What frustrates Dobbins is that the system is soft on the NRA-backed gun industry, which capitalizes on the fact that gun laws vary from state to state. The biggest obstacle to stopping the flow of guns into cities — and don’t get Neal started on this — is something called the Tiahrt Amendments.
The Tiahrt Amendments, sponsored by former U.S. Representative Todd Tiahrt, a Kansas Republican, became law in 2003. It severely limited the ability of law enforcement to prosecute sleazy gun dealers and investigate gun crime. In effect, it protected the gun industry from lawsuits.
Tiahrt’s amendments prohibit the ATF from releasing gun tracing data for use by the public; it requires the FBI to destroy gun purchase information within 24 hours; and it doesn’t require gun dealers to give data on gun inventories to the authorities.
It’s complicated. But police and the anti-gun crowd hate it, because it makes it close to impossible to track the illegal guns to their source.
“Now when these guns are found on the East Side, you can’t trace them back to their point of origin,” Dobbins said. “Because of that Tiahrt Amendment, their job is hard because they cannot trace it back to the last purchaser, to the last retailer.”
Dobbins believes the solution is interdiction strategies. In 2016, then-New York attorney general Eric Schneiderman produced a 50-page report on the issue, which detailed the flow of guns and suggested ways to stop the gun traffic.
“I was so intrigued with it, I read it every day for two months,” Dobbins said. “My wife would tell me, ‘Go to sleep!’ I couldn’t believe, it was so interactive. You could hit on any city in the State of New York and it would show you where the guns were coming from.”
Flynn said he’s impressed with Dobbins’s dedication and knowledge of the subject. He said it’s still tough to fight the powerful gun lobby and the existing laws, but he told Dobbins there are things they can do.

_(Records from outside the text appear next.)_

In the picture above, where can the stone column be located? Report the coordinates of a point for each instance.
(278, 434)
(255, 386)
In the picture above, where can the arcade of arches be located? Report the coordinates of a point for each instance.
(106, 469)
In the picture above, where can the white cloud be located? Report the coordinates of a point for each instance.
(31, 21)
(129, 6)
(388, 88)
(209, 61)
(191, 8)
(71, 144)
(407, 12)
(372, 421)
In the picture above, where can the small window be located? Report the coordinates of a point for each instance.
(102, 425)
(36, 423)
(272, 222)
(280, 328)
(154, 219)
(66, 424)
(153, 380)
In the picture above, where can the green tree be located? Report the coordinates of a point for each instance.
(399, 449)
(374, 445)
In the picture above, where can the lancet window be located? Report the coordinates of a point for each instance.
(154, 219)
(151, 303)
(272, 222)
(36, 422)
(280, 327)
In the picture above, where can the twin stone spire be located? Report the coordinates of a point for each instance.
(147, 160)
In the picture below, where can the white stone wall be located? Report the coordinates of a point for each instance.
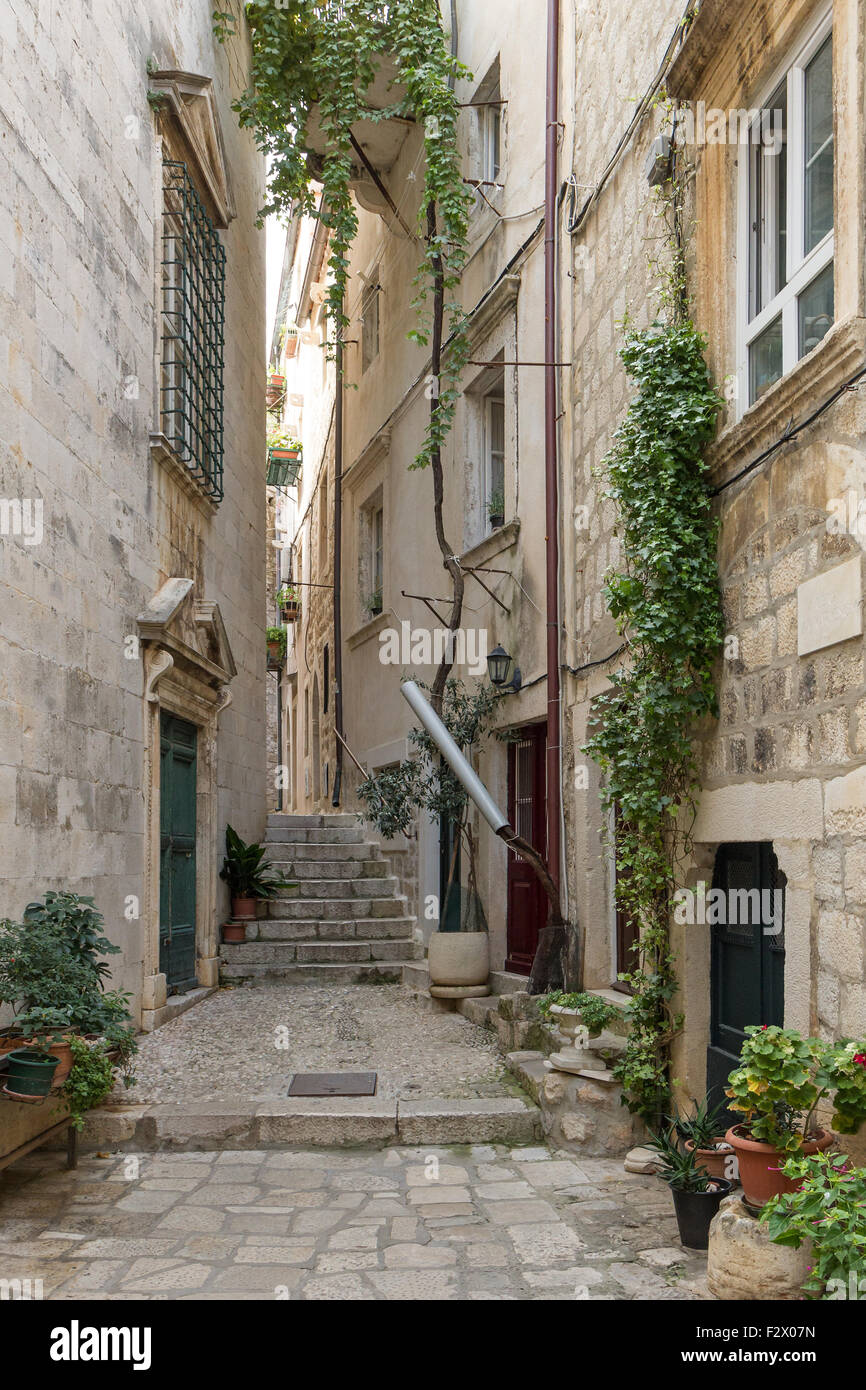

“Let’s find out who these people are, and stop them before they cross the (state) border,” Flynn said. “But to do that, we need the feds’ help — the FBI and ATF — and to work with local law enforcement in other states. There’s definitely things we can do.
“I told Neal I’m all in and willing to help. Everyone in law enforcement agrees. In three and a half years here, I have not talked to one person in law enforcement who doesn’t want to get the guns off the street. Are we going to snap a finger and stop it overnight? No, but we can try.”
It would be great if Congress could repeal the Tiahrt Amendment. Dobbins took his case to Rep. Brian Higgins, who brought the issue to the floor of the House earlier this month.
“We recognize that getting the Tiahrt amendment repealed is an arduous climb,” Pastor Giles said. “It’s going to depend on what happens in November. If we get the right combination in the Senate and the House, it’s going to get repealed immediately. Higgins isn’t alone.”
Laws can help. On the other hand, how much has truly changed in the last few years after Newtown, Parkland, Las Vegas, the Pulse Nightclub, the rising carnage in our cities?
“Let’s take it to the root and stop hacking at the leaves,” Dobbins said. “Let’s stop dealing with the acute symptoms. Let’s start dealing with the chronic issue. Kids are getting shot, particularly young black men.
“You’re filling the prisons up with our young men for possession, and you’re not going to the root, where the guns are coming from.”
He gets frustrated. He calls it the frustration of high expectations that go unmet. “My optimism is tempered with realism,” Dobbins said. “You can’t wear yourself out beating a dead horse.”
But he doesn’t have the luxury of giving up. Too many young lives are at stake. Someone needs to save them. How many times does a parent have to walk into a hospital and have a doctor tell him that this time, it was too late?